Brown made a concluding point: “I think for the biotech community, molecular understanding of the basis of SERM action should allow more rapid development of novel SERM drugs. This is already the aim of several companies in the pharmaceutical industry, and some smaller biopharma-type companies as well have programs looking for SERM types of drugs.”
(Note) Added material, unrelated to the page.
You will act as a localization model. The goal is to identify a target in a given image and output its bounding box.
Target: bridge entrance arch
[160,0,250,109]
Human Chromosome 22 Is Focus Of Two Studies In PNAS On Genetic Susceptibility Of Schizophrenia

A pair of papers in the Proceedings of the National Academy of Sciences (PNAS) dated March 19, 2002, casts new light on the genetic basis of schizophrenia. One study, by neuroscientists at The Rockefeller University in New York, bears the title: “Genetic variation at the 22q11 PRODH2/DGCR6 locus presents an unusual pattern and increases susceptibility to schizophrenia.” The gene PRODH2 encodes an enzyme that is widely expressed in the brain, and the DGCR6 gene may be active in early development of the nervous system. The co-authors report studying DNA from schizophrenic adults and children, their parents and matched controls. They observed variations in a genomic locus containing the two known genes. An unusual pattern of gene variation that the team discovered mimics the sequence of a neighboring non-expressed pseudogene suggesting that gene mutation may occur through gene conversion.

The second paper, by research psychiatrists at the University of Cambridge in the UK, is titled: “Gene expression analysis in schizophrenia: Reproducible upregulation of several members of the apolipoprotein L family located in a high susceptibility locus for schizophrenia on chromosome 22.” These authors examined the expression of genes from a nearby area of chromosome 22, also implicated in schizophrenia. Post-mortem analysis of brain tissue revealed a significant increase in the expression of a particular gene family in the brains of schizophrenics, compared to other psychiatric patients and controls.